2. Amplificare il gene tramite PCR

3. Gene Ligate e vettore digerito

Opzione D:

1. Utilizzare un enzima di restrizione per tagliare il vettore di espressione

2. Gene Ligate e vettore digerito

3. Amplificare il gene tramite PCR

Opzione A: È il correggere opzione 

1. Amplificare il gene tramite PCR

2. Utilizzare un enzima di restrizione per tagliare il vettore di espressione

3. Gene Ligate e vettore digerito

Spiegazione: in primo luogo, useremo la PCR per amplificare il gene di interesse dal genoma umano con siti di restrizione alle estremità (questo aiuterà la sua legatura a una restrizione enzima digerito vettore). Successivamente, il vettore di espressione deve essere digerito utilizzando lo stesso enzima di restrizione, quindi il vettore digerito e il gene amplificato sono stati ligati insieme. Il prodotto finale sarà costituito da due segmenti: il vettore originale e il gene di interesse.

Domanda n. 3: Quale strumento viene utilizzato per completare l'amplificazione del DNA tramite PCR?

A- Analizzatore genetico

B- Spettrofotometro UV

C- Termociclatore

D- Centrifuga

Opzione C: Il termociclatore è la risposta corretta

Spiegazione: Il termociclatore può essere impostato per azionare un ciclo delle fasi di denaturazione, ricottura ed estensione, rispettivamente, in una piccola quantità del volume di reazione. Un termociclatore viene utilizzato per eseguire l'amplificazione PCR.
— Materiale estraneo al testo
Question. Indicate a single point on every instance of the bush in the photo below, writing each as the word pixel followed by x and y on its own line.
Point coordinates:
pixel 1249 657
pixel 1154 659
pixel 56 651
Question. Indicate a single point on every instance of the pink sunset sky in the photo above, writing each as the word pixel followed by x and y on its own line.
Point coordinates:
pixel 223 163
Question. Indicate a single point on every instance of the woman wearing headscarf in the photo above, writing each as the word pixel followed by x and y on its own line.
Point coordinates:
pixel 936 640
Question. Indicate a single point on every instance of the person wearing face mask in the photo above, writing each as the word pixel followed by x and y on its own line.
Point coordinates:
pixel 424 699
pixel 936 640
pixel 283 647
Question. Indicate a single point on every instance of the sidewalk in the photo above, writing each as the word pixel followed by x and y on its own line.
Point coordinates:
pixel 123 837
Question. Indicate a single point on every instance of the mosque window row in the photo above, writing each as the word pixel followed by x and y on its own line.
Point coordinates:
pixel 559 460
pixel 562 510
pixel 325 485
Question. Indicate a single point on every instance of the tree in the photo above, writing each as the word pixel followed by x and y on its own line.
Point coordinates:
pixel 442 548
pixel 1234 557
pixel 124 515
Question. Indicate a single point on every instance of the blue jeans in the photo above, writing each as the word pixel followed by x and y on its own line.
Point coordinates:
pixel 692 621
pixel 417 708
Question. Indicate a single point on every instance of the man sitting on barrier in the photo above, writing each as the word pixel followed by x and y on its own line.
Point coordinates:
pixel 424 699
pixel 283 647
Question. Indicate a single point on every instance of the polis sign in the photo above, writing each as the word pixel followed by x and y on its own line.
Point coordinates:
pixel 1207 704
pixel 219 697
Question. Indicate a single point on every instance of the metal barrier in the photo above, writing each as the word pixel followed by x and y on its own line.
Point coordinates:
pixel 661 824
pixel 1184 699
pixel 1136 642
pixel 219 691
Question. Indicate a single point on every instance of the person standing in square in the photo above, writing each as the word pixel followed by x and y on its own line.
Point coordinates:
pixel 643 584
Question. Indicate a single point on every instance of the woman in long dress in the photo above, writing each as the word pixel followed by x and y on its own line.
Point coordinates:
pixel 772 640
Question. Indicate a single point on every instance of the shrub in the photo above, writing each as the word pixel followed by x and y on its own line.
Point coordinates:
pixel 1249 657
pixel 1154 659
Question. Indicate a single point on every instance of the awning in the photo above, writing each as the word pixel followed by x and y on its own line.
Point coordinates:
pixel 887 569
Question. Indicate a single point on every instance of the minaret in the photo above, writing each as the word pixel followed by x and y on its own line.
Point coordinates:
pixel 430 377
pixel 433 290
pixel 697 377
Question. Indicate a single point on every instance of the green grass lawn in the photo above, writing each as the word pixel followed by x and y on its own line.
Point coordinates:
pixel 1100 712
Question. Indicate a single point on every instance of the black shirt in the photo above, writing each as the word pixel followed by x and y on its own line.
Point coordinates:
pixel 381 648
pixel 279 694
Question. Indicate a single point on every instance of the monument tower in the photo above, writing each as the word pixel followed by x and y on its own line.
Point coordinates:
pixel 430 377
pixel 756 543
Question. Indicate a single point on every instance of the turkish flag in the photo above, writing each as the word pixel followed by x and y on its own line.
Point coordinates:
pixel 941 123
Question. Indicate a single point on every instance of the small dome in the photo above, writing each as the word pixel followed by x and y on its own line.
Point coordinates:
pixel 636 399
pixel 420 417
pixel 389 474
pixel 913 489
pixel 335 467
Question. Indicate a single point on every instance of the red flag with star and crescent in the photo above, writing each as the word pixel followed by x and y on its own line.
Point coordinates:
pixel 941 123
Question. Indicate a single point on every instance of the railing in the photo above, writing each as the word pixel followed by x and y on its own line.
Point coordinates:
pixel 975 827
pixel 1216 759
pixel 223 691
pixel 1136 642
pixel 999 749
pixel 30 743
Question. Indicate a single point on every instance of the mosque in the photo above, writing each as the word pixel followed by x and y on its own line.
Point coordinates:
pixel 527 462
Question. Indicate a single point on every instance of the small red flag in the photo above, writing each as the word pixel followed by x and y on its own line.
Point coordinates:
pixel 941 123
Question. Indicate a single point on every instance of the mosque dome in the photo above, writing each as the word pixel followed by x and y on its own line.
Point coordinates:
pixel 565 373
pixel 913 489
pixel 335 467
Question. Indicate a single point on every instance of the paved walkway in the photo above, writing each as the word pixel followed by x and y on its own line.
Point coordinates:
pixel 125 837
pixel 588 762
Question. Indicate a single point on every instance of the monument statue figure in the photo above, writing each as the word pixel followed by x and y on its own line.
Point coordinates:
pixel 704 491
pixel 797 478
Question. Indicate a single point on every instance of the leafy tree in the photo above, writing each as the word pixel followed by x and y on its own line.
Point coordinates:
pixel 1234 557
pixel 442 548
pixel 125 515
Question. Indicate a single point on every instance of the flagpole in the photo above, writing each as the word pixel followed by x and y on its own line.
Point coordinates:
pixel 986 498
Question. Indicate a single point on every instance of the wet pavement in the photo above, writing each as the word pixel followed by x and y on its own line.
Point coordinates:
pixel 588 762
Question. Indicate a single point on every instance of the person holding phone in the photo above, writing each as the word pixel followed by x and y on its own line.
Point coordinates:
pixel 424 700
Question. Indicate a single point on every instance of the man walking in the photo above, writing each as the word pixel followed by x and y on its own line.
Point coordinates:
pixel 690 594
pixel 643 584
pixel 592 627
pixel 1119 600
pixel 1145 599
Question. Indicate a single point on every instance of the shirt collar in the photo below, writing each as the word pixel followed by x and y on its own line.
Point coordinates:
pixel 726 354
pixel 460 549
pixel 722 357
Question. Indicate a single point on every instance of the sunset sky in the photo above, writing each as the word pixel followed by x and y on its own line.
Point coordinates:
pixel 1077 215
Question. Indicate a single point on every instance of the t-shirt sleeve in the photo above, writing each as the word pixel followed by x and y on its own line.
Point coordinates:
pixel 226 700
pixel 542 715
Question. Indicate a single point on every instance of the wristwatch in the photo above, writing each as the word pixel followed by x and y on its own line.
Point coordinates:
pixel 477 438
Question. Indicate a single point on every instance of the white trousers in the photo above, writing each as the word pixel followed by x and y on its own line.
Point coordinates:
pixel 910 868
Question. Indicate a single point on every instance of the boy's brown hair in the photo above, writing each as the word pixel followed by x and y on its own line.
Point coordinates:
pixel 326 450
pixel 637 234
Per ulteriori post sulla scienza avanzata, segui questo link.

Leggi anche:

• Grassi monoinsaturi vs grassi polinsaturi
• I mitocondri hanno un nucleo
• Esempi di biota
• Esempi di grassi polinsaturi
• Esempio di proteina a cellula singola
• Un cromosoma è un plasmide
• Caratteristiche delle meduse lunari
• Come sono fatti i tratti
• Esempi di acidi nucleici
• Esempi di trilobiti

Dott. Abdullah Arsalan

Sono Abdullah Arsalan, ho completato il mio dottorato di ricerca in Biotecnologie. Ho 7 anni di esperienza di ricerca. Ho pubblicato finora 6 articoli su riviste di fama internazionale con un Impact Factor medio di 4.5 e pochi altri sono in considerazione. Ho presentato lavori di ricerca in vari convegni nazionali ed internazionali. La mia area di interesse è la biotecnologia e la biochimica con particolare attenzione alla chimica delle proteine, all'enzimologia, all'immunologia, alle tecniche biofisiche e alla biologia molecolare.